Roter Teppich in Marl

Das Grimme-Institut gibt im März 2013 bekannt, welche Produktionen mit einem Grimme-Preis ausgezeichnet werden. Die 49. Grimme-Preisverleihung findet dann am 12. April 2013 im Theater der Stadt Marl statt.

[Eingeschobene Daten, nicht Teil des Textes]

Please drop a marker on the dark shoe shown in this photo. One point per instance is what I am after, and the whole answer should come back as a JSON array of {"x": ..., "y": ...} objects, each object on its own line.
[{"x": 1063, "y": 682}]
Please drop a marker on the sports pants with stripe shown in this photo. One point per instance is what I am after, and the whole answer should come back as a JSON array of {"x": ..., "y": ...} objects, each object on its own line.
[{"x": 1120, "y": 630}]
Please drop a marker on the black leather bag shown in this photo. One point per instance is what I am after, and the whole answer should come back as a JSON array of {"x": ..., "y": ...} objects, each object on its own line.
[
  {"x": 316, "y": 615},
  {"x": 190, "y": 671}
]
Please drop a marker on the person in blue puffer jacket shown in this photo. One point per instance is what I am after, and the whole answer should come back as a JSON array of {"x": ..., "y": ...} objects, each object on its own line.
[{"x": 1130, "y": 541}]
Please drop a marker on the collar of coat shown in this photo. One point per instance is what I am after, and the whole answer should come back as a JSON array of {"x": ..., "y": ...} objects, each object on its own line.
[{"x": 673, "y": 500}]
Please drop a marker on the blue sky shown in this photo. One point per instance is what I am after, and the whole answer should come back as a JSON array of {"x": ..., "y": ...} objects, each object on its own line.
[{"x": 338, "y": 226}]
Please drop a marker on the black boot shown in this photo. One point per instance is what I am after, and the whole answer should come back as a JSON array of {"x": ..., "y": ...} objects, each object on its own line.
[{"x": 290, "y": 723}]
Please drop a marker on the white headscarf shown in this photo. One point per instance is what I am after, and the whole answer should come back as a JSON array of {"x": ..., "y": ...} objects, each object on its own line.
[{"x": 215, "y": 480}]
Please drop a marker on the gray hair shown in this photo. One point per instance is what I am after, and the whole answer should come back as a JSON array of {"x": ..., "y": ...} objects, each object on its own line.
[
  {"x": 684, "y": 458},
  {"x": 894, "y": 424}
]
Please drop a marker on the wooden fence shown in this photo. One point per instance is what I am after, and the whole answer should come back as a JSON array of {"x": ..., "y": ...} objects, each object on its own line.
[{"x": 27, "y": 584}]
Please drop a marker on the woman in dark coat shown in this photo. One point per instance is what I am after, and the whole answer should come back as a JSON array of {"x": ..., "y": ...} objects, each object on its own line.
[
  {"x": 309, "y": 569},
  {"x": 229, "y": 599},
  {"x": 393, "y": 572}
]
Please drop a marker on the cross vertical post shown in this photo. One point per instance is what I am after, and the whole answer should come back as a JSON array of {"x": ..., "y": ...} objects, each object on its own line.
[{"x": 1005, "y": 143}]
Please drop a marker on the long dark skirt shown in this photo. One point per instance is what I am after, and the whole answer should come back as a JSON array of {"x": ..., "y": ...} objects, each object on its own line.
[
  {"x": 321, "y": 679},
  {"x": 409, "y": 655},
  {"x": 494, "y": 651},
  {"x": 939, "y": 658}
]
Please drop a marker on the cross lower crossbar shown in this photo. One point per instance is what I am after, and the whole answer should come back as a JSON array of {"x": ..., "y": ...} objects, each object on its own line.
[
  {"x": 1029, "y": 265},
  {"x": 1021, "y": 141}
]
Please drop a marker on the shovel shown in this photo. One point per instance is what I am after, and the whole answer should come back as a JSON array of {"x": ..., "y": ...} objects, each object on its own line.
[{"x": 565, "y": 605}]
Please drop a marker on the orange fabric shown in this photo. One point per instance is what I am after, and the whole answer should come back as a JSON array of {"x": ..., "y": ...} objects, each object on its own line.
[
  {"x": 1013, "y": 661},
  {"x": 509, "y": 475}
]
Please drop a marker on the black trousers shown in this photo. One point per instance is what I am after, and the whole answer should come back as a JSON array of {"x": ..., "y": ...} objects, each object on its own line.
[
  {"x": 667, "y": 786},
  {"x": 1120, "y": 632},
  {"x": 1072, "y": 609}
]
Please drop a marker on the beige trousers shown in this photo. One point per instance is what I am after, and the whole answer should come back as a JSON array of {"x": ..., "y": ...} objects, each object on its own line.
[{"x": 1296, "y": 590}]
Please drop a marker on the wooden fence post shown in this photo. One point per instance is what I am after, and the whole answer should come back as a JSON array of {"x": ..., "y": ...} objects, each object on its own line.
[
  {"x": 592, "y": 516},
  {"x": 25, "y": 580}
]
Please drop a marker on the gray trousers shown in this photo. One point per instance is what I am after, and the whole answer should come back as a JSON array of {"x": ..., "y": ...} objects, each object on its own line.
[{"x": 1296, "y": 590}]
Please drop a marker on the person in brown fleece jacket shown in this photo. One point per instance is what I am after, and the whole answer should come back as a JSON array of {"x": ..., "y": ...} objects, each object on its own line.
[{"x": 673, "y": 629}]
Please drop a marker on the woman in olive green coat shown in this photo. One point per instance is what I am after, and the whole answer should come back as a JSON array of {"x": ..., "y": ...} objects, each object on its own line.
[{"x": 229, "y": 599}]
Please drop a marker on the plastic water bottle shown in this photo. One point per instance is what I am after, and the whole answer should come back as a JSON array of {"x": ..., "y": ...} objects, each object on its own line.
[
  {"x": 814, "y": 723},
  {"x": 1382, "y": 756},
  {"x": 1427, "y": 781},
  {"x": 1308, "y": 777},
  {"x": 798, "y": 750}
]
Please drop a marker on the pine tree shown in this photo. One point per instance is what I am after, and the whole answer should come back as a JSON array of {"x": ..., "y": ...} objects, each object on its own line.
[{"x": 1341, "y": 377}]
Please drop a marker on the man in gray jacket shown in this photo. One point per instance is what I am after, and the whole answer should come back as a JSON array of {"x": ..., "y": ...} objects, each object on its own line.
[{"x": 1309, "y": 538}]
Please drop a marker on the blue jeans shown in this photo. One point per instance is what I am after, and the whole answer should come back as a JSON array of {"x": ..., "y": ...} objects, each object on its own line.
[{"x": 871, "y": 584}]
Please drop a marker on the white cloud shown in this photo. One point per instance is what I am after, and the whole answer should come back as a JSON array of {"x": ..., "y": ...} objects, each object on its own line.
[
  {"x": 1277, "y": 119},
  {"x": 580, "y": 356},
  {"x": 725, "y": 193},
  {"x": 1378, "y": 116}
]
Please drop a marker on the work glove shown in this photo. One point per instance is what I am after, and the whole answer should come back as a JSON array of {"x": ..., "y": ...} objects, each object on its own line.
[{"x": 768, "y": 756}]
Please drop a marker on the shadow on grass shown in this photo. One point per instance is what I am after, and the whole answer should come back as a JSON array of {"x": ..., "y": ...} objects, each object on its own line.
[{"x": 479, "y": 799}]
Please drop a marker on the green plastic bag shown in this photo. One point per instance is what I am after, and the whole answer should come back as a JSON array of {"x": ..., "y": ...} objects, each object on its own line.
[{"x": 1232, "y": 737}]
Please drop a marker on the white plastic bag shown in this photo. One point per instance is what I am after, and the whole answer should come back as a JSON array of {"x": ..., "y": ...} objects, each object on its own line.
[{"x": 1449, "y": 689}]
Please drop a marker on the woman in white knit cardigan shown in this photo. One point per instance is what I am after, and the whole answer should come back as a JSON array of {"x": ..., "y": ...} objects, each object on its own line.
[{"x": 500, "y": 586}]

Stand: 29.01.2013, 11.15 Uhr


Kommentare zum Thema (5)

letzter Kommentar: 01.02.2013, 11:52 Uhr

MOSCH HENRY schrieb am 01.02.2013, 11:52 Uhr:
Da kan man schreiben was man will das geht den Betroffenen am Hintern vorbei. Da muß man sich auch nicht über den Dschungeldreck auslassen den das ist wirklich unterste Schublade mehr Mist auf einmal geht gar nicht. Die Veranstalter brauchen keinen Preis sondern einen Psychater.
@schlossherr 158 schrieb am 30.01.2013, 11:34 Uhr:
Hast ganz"Roche und Böhmermann"vergessen-die aber nun lt. taz meldung wegen "verletzter Egos"abgesetzt wird.Abpropos"Dokus"-die meisten davon sind auch noch"scripted",d.h.pure fiction die unter falsche Flagge laeuft.Was nutzen die von dir geforderten"gute Ideen"-wenn die Masse so verbloedet ist das diese Formate Quote machen?
schlossherr 158 schrieb am 30.01.2013, 10:07 Uhr:
Den vorherigen Kommentaren sprechen mir aus der Seele. Wenn solche niveau-losen Sendungen für einen Grimme Preis nominiert werden, ist dieser Preis nichts mehr wert.
Peter196 schrieb am 30.01.2013, 08:56 Uhr:
Was ist nur aus dem Land der Dichter und Denker geworden, wenn "Dschungelcamp" oder auch "Joko und Claas", die mehr über sich lachen, als die Zuschauer, für den Grimme-Preis nominiert sind. Das TV-Niveau sinkt immer mehr ind Bodenlose, wenn man sich anschaut, was dem "mündigen" Zuschauer so alles vorgesetzt wird: Berlin Tag und Nacht, Köln xxx, Bauer sucht Frau- Mann- demnächst noch Schaf, Barbara Salesch, Richter Holm u.v.a. Dazu dann noch Soaps, die mit aller Gewalt immer weiter produziert werden. Dazu bekommt mittlerweile jeder Comedian seine eigene Show, dümmliche Blondinen, die bei Casting-Shows rausflogen sind jede Woche zu sehen (siehe Katzenberger). Dokus die auf Krawall gebürstet sind, wie "Frauentausch". Aber heute geht es ja nur noch um die Quote und nicht Qualität. Aber das wird sich wahrscheinlich nicht ändern, solange genug gelangweilte und mittlerweile teilweise verblödete Zuschauer da sind, die sich den Mist täglich reinziehen. Hat keiner mehr GUTE Ideen???
Atze schrieb am 30.01.2013, 06:51 Uhr:
Wie kann so ein Schmierenstück wie das Dschungelcamp zur Abstimmung anstehen. Das ist keine Unterhaltung, sondern nur eklig und menschenverachtend.